# What should I do??



## CoDef911 (Sep 2, 2021)

Hello folks!
Been offline for a couple weeks, trying to get things accomplished around here.
Namely, finally got around to scrapping a ton of old air conditioners we've been storing for years. 
Metal prices are through the roof, and it's finally paying good enough to scrap.
So, I took another 5k pounds of shred (just junk bulk sheet metal and parts) to the scrap yard. They're paying $11.15/100 pounds. And that's for things others pay to dispose of. So, I pocketed another $500+. 
HOWEVER....The metal shop I use here just happens to be on the way home. ‍
So, like the dummy I am, I just had to stop by.
And of course, they had a ton of drop off BILLET ALUMINUM!!!
Well, aluminum is running $3.50/pound. So I bought $400 worth of blocks, and round stock!
There's some 3/4×24" bars, some 8×8 blocks, and my favorite, a 3"×6' solid aluminum bar!!!
If you were a beginner with very limited skills, what kind of project would you suggest??
Here's a picture of the haul. 
Oh, and I might have purchased a new welding machine last week, because why not??


----------



## pontiac428 (Sep 2, 2021)

Successfully turning carp metal into useful metal officially makes you a hobbyist.  As for what kinds of parts you might find inside those big billets... that's up to you.  Some people might see press dies, some might just see ashtrays.  Maybe there's a glow motor or a steam engine in those blocks.  Who knows?


----------



## Ulma Doctor (Sep 2, 2021)

big billets scream to be made into fixtures, at least in my shop.
aluminum mills easily, so the billets could become just about anything in a short time
use kerosene or wd-40 or other cutting agent to prevent aluminum welding to the cutting tooling

a steam engine or IC engine model would be a cool use


----------



## mmcmdl (Sep 2, 2021)

Very nice haul . I keep aluminum handy for fixtures of all types . Easy to machine .  I didn't realize scrap was that high these days , I may need to take a trip to the yard .


----------



## mmcmdl (Sep 2, 2021)

OH damn , the Doc beat me to it once again !


----------



## Brento (Sep 4, 2021)

Billet is the one thing i dont have much of myself. I know some of that aluminum id turn into a few qctp holders. Id rather use steel but if you dont beat them hard the aluminum should last for a bit.


----------



## mattthemuppet2 (Sep 4, 2021)

your first project should probably be making a rack for storing your metal stock  Having stock organised makes it so much easier to find what you need and this won't be your last load up!


----------



## Logan Novice (Sep 4, 2021)

Suggestion  -  save some of that aluminum for prototypes.  I use aluminum to make prototypes of various tools and fixtures that I intend to make from more expensive material.  That way I make my mistakes on the cheap stuff and shorten the length of my learning curve; I think.....


----------



## woodchucker (Sep 4, 2021)

Brento said:


> Billet is the one thing i dont have much of myself. I know some of that aluminum id turn into a few qctp holders. Id rather use steel but if you dont beat them hard the aluminum should last for a bit.

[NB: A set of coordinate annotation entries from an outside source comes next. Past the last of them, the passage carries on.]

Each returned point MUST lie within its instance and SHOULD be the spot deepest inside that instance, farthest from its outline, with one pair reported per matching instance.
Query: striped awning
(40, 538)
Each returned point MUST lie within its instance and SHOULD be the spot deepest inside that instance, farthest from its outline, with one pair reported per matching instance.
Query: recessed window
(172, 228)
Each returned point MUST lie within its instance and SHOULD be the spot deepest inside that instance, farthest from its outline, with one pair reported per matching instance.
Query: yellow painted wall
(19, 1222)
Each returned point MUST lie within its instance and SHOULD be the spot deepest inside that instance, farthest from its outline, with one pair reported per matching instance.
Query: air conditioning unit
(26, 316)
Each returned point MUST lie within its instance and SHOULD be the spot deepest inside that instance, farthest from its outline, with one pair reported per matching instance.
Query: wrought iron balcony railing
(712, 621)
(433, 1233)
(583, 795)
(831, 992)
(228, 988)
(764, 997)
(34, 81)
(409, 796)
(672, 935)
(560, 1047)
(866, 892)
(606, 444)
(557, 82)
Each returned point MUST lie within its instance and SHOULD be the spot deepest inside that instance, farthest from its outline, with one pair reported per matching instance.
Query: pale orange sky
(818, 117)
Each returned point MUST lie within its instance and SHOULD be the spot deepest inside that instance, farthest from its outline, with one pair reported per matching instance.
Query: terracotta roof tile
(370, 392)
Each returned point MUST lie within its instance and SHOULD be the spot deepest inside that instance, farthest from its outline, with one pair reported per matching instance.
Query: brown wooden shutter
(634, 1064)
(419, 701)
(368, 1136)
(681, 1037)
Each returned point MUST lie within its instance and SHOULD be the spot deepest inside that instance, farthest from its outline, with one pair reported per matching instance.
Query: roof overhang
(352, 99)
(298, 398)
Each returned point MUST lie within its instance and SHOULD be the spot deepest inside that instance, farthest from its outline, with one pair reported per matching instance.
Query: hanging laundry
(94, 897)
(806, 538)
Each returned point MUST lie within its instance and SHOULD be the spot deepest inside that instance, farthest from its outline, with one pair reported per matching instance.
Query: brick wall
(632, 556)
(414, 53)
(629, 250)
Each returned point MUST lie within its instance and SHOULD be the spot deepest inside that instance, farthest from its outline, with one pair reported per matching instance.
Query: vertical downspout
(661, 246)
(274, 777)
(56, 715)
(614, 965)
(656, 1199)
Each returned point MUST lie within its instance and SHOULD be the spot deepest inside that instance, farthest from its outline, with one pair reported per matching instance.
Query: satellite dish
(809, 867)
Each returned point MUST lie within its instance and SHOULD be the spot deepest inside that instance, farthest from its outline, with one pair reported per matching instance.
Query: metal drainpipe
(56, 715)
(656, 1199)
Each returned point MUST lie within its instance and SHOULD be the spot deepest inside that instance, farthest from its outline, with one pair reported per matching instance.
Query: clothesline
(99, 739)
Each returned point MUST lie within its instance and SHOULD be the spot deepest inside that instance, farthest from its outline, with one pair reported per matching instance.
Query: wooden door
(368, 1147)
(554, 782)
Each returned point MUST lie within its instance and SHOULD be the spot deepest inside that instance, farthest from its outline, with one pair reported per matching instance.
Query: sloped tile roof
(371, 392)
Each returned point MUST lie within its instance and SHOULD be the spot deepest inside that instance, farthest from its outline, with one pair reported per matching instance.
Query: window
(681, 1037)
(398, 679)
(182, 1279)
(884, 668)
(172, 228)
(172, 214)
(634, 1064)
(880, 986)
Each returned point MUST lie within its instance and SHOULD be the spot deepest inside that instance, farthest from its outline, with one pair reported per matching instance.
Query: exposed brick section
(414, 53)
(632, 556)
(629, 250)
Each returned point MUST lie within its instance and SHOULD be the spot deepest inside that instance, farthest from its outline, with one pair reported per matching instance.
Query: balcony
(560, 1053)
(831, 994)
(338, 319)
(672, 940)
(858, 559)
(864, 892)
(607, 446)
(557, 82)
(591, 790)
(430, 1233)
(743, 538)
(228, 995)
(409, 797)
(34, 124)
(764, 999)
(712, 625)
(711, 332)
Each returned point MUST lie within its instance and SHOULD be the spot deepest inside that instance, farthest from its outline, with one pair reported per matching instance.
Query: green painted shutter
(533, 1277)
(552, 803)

true, qctp holders like a dial indicator holder,   a holder with 2 ball bearings on it to push into center a piece.
And finally another holder that holds an indicator arm for moving around.

AL is great for fixtures. if you have a surface grinder make a balancing stand for the wheels.
if you have a mill you can make a dividing head for it.


----------



## MERLIncMan (Sep 19, 2021)

CoDef911 said:


> Hello folks!
> Been offline for a couple weeks, trying to get things accomplished around here.
> Namely, finally got around to scrapping a ton of old air conditioners we've been storing for years.
> Metal prices are through the roof, and it's finally paying good enough to scrap.
> ...


Alright, here is what you gotta do:

1. Sort the chunks largest to smallest. 
2. With the largest one, you're gonna wanna make yourself an eductor (AKA aspirator, ejector, venturi, jet-pump) as this will be a project that graduates you beyond your wildest hobbyist ambitions.
3. With the smallest one, you're gonna wanna find ye a cardboard box - just large enough to fit it now - may take some doing with a utility razor and some tape - don't be shy now, just cut some box to get a good fit box right?
4. Now, place that little beautiful chunk of aluminum into the box and tape-er-up nice and snug - no moving or shifting right?
5. Put my address on the box.
6. Place the box in the mail.
7. Have a nice cup of your poison-o-choice and smile as you relax and google the dimensions necessary to make an eductor.

Trust me, it'll all be worth it to me.


----------



## Winegrower (Sep 20, 2021)

A friend is making a die filer from a similar collection of aluminum, based on plans from MLA, I think it is?
It looks terrific, and is an excellent skill building project.


----------